Canal de membrana bicamada central

Você se encontra suspenso no plano médio de uma bicamada fosfolipídica, a dois nanômetros de cada interface aquosa, envolto por uma floresta densa de cadeias de ácidos graxos que se estendem em todas as direções como cilindros de marfim polido, aquecidos por um brilho eletrostático difuso proveniente das nuvens eletrônicas de cada átomo vizinho.

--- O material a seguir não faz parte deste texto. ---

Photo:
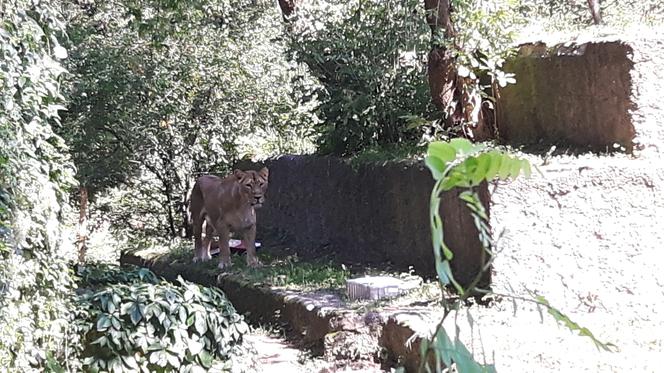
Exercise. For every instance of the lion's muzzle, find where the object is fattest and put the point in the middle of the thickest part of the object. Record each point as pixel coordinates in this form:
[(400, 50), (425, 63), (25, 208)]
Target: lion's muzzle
[(257, 201)]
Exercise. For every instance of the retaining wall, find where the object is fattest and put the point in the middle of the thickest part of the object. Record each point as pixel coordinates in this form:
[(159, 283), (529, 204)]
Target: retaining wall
[(370, 214)]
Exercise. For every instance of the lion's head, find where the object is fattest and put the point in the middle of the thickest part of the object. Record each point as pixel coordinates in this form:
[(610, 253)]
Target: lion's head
[(253, 185)]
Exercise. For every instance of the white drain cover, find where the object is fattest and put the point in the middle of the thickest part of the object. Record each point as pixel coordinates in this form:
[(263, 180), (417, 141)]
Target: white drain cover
[(378, 287)]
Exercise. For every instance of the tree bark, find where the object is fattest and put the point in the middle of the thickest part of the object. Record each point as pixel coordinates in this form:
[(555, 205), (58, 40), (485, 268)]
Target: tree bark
[(445, 84), (593, 5), (287, 8), (82, 236)]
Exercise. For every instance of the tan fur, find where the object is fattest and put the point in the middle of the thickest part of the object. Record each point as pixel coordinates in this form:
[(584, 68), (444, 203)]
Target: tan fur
[(227, 205)]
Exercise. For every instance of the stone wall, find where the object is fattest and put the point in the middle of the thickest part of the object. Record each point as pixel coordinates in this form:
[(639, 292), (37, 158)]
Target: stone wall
[(371, 214), (570, 94)]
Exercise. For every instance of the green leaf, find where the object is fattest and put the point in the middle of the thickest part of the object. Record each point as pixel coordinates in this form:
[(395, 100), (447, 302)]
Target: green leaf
[(494, 165), (436, 166), (515, 168), (194, 346), (103, 323), (525, 166), (130, 362), (480, 173), (205, 359), (200, 324), (442, 150), (463, 146), (135, 313), (505, 167)]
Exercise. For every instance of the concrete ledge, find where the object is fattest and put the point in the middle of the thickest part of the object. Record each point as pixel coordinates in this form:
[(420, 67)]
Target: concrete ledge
[(317, 317), (374, 213), (578, 95)]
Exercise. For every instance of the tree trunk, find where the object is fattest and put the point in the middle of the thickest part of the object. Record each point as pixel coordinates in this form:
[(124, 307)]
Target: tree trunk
[(446, 86), (82, 223), (593, 5), (287, 8)]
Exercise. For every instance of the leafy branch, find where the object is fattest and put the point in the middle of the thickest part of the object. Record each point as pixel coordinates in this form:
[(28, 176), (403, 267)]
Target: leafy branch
[(462, 164)]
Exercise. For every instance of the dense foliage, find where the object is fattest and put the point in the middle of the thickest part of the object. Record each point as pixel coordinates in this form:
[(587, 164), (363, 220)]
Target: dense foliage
[(163, 91), (369, 57), (131, 321), (460, 164), (35, 283)]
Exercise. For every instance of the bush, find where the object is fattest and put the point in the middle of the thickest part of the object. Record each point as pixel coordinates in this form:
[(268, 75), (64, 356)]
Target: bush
[(152, 325), (369, 57)]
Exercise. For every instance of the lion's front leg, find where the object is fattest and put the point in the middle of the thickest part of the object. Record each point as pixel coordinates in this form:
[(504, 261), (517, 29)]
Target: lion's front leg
[(207, 241), (224, 250), (249, 242), (198, 245)]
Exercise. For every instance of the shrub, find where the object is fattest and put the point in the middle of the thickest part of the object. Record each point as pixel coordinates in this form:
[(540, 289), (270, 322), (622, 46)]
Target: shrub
[(154, 326)]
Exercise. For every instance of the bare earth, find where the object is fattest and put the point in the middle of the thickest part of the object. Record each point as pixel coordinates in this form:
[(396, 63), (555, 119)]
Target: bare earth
[(587, 234)]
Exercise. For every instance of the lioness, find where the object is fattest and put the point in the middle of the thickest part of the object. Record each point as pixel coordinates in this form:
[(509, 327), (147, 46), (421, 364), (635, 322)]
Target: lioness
[(227, 205)]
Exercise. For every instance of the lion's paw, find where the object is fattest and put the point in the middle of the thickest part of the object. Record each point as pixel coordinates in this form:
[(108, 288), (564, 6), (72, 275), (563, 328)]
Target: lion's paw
[(223, 264), (255, 263)]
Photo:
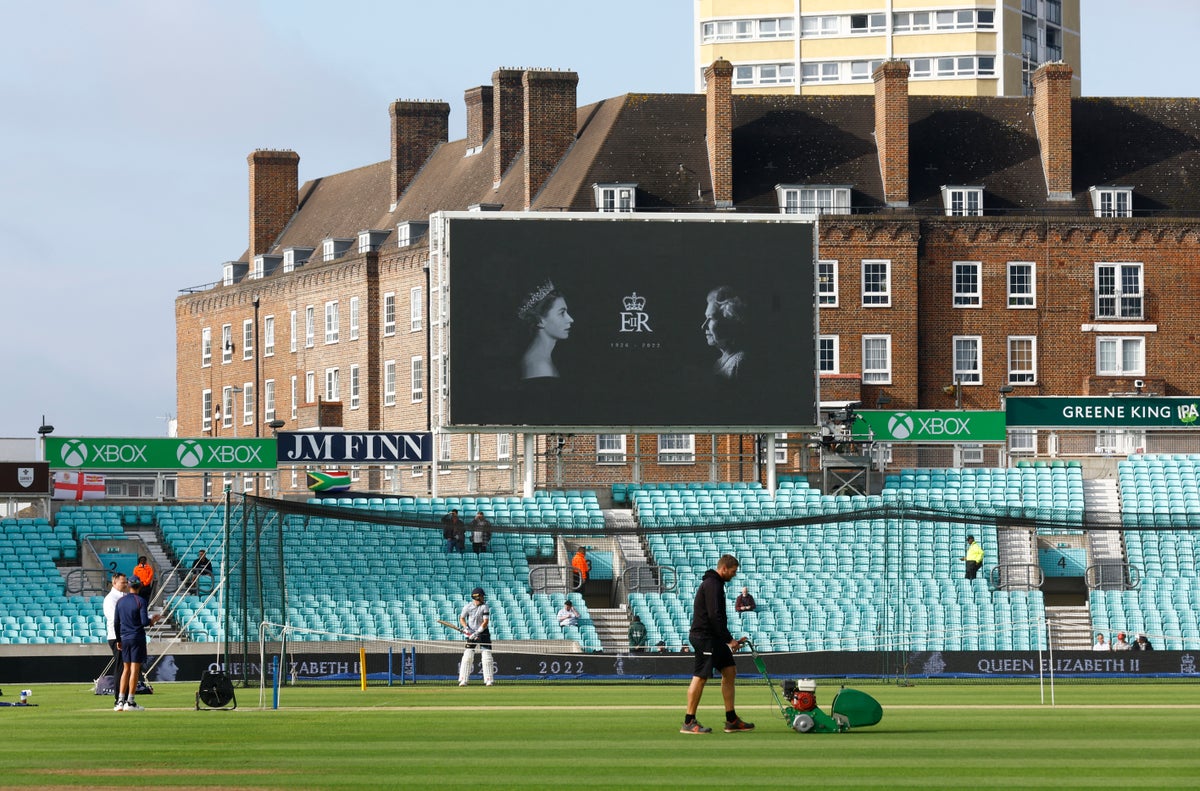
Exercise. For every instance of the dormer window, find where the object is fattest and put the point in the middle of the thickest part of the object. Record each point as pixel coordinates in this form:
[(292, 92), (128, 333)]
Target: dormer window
[(1113, 202), (616, 197), (813, 199), (963, 202)]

O interior hidrofóbico da membrana é governado por forças de van der Waals e pela exclusão entrópica da água, criando um ambiente de viscosidade oculta e movimento térmico constante, onde as cadeias carbonadas vibram e ondulam em escalas de picossegundos sem nunca se dissolverem no caos. Emergindo desta neblina âmbar diretamente à sua frente, o canal de potássio KcsA ergue-se como uma coluna de basalto de simetria quádrupla, com cerca de 3,5 nanômetros de diâmetro, suas hélices transmembranares entrelaçadas aos lipídios circundantes por resíduos hidrofóbicos que formam uma interface proteína-membrana mecanicamente coesa e termodinamicamente estável. No eixo central da proteína, o filtro de seletividade arde em vermelho-alaranjado concentrado — um anel preciso de oxigênios carbonílicos que coordena íons potássio em fila única, despindo-os de sua hidratação e reconstituindo-a com geometria atômica de precisão angstrom, selecionando K⁺ contra Na⁺ com fidelidade iônica que nenhuma engenharia humana ainda igualou. Acima e abaixo, as camadas de cabeças polares da fosfocolina pulsam como horizontes luminosos de cor saturada — fósforos alaranjados, nitrogênios cobalto-azuis, oxigênios carmesim — separando este mundo interior aquecido e silencioso do tumulto aquoso que pressiona a membrana de fora como oceano contra um recife.